His voice had acquired a seductive firmness and his mouth now joined his eyes, as they held hers gently in parting, in a very definite smile.

—A lunedì, he said softly.

—A lunedì—Ciao, caro!

She launched her lips at him again and he took the collision more gracefully this time, though he still demurred to linger long in her embrace.

—Ciao, he said, giving her one gentle pat on the derrière en passant and slipping smoothly past her to continue his southward flânerie, with more purpose in his stride this time.

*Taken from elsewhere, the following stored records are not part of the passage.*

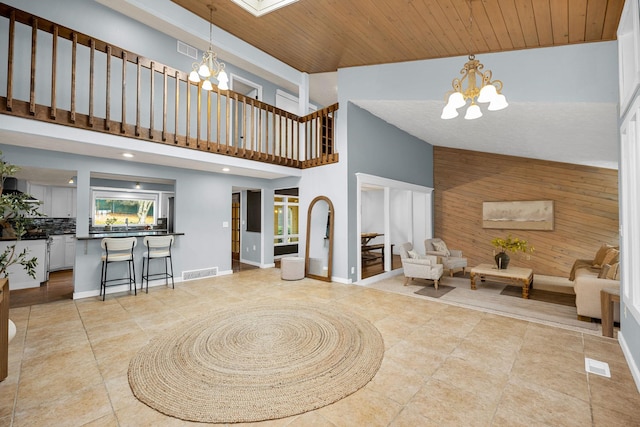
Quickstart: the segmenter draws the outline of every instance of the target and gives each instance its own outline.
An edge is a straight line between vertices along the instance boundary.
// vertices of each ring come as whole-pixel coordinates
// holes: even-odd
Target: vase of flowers
[[[104,231],[111,231],[111,225],[115,224],[115,222],[117,221],[117,219],[111,217],[111,218],[107,218],[104,221]]]
[[[495,256],[496,265],[498,269],[506,269],[509,267],[509,255],[508,252],[533,252],[533,246],[529,246],[526,240],[518,237],[511,237],[509,234],[506,238],[496,237],[491,240],[491,244],[495,246],[499,252]]]

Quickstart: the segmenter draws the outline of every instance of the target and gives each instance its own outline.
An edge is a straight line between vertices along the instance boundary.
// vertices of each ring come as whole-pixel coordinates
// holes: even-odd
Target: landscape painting
[[[482,227],[553,230],[553,200],[483,202]]]

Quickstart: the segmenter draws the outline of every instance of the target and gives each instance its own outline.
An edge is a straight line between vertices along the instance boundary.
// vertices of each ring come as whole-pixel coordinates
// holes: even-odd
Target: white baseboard
[[[391,277],[399,276],[404,274],[404,270],[402,268],[396,268],[395,270],[385,271],[381,274],[376,274],[375,276],[367,277],[366,279],[362,279],[359,282],[356,282],[358,286],[367,286],[372,283],[379,282],[381,280],[390,279]]]

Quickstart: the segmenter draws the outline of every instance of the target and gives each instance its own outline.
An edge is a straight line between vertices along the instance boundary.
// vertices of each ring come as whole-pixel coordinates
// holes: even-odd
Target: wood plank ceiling
[[[172,0],[299,71],[615,40],[624,0]],[[472,12],[470,12],[472,11]],[[215,31],[214,31],[215,44]]]

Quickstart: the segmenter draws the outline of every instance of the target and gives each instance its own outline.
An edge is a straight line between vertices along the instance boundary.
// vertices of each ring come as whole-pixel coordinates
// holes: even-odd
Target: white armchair
[[[442,264],[438,264],[438,257],[418,255],[414,253],[411,243],[403,243],[400,245],[400,260],[404,269],[405,286],[411,279],[429,279],[433,280],[435,288],[438,289],[438,281],[443,272]]]
[[[453,277],[453,272],[462,269],[462,274],[467,268],[467,259],[462,256],[462,251],[458,249],[449,249],[447,244],[439,238],[427,239],[424,241],[424,251],[428,255],[438,257],[445,270],[449,270],[449,275]]]

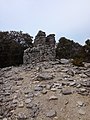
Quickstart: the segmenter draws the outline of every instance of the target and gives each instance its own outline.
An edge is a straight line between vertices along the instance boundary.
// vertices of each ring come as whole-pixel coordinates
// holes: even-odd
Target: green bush
[[[84,67],[82,58],[74,58],[74,60],[72,61],[72,64],[78,67]]]

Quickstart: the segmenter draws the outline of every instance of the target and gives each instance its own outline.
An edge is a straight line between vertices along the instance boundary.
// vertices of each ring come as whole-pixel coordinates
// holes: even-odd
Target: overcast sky
[[[39,30],[84,44],[90,38],[90,0],[0,0],[0,30]]]

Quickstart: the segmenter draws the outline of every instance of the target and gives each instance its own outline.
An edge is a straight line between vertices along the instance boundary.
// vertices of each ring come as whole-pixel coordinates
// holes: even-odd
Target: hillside
[[[89,120],[90,64],[0,69],[0,120]]]

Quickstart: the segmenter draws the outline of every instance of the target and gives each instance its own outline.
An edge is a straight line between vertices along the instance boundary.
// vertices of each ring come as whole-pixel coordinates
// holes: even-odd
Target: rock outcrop
[[[32,46],[32,37],[22,32],[0,32],[0,67],[23,63],[24,50]]]
[[[0,69],[0,120],[90,120],[85,64],[44,61]]]
[[[46,37],[45,32],[39,31],[35,37],[33,48],[24,51],[24,64],[38,63],[42,61],[55,60],[55,35],[50,34]]]

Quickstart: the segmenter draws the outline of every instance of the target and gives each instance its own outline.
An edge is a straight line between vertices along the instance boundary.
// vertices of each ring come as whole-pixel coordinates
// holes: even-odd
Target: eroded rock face
[[[34,47],[24,51],[24,64],[55,60],[55,35],[46,37],[45,32],[39,31],[34,40]]]
[[[0,32],[0,67],[22,64],[24,50],[32,46],[31,38],[22,32]]]

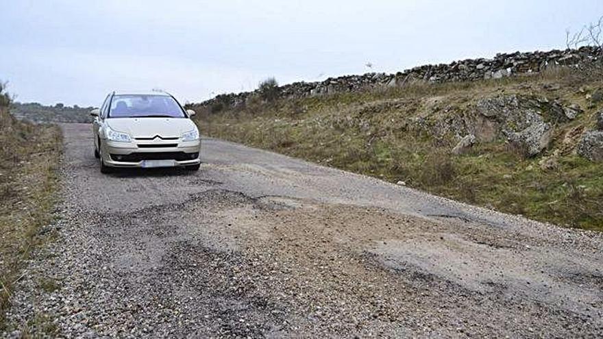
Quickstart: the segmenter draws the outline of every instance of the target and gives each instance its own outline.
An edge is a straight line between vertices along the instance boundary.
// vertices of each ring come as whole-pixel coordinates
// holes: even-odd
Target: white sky
[[[99,105],[114,89],[182,103],[498,52],[565,48],[602,0],[0,0],[0,79],[20,101]]]

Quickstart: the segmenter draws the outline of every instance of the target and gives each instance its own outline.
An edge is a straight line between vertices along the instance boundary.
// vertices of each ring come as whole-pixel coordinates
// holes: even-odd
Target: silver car
[[[163,92],[110,93],[90,112],[101,172],[115,168],[181,166],[198,170],[201,139],[184,110]]]

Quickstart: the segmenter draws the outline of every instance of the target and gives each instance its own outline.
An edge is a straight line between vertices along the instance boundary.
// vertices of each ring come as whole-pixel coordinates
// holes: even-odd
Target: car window
[[[110,105],[110,118],[186,117],[178,103],[167,95],[114,95]]]
[[[107,97],[105,98],[105,101],[103,101],[103,105],[101,106],[100,112],[101,118],[104,118],[106,116],[106,113],[107,112],[107,105],[109,101],[109,97],[111,95],[107,95]]]

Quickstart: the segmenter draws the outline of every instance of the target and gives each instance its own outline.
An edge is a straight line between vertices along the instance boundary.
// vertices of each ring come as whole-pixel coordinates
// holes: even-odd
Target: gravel
[[[1,336],[603,333],[600,234],[211,139],[198,173],[102,175],[63,129],[56,240]]]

He made the corner quickly, and when he had rounded it into Fenwick Street, he stopped abruptly just inside.  His eyes were turned down to the pavement and, with the gravity of his reflections, his face slowly resumed its habitual cast of dour pensiveness as his eyes scanned the asphalt for something that was within himself.  His posture seemed to relax of its own accord and he leant his shoulder to the white plaster wall of the house on the corner as he thought.

The persistent passage of traffic and trams behind him did not seem to reach him.

Then, rolling suddenly around, he turned, voltafaccia, towards Lygon Street and the grille of the General Cemetery.  He moved stealthily forward two steps until he presented the narrowest possible profile to the street and, transferring the book to his other hand, reached into the left pocket of his waistcoat.  He produced the small rectangular hand mirror and, holding it down at his hip, angled it back up Lygon Street until, in its arc, it caught the profile of the Maltese ragazza in the olive playsuit with the embroidered bodice.

Alizée had not advanced very far from where he had left her.  She was standing in front of the Eolian Hall and was studying it intently.  Her head turned from left to right, not in the big movements she had used with him, but in small ones, as if she were looking for something—a clue, perhaps, or something she had lost.

Then, as he watched her in the angle of the mirror, his face devoid of expression, she raised the iPhone and took a photo of the pile.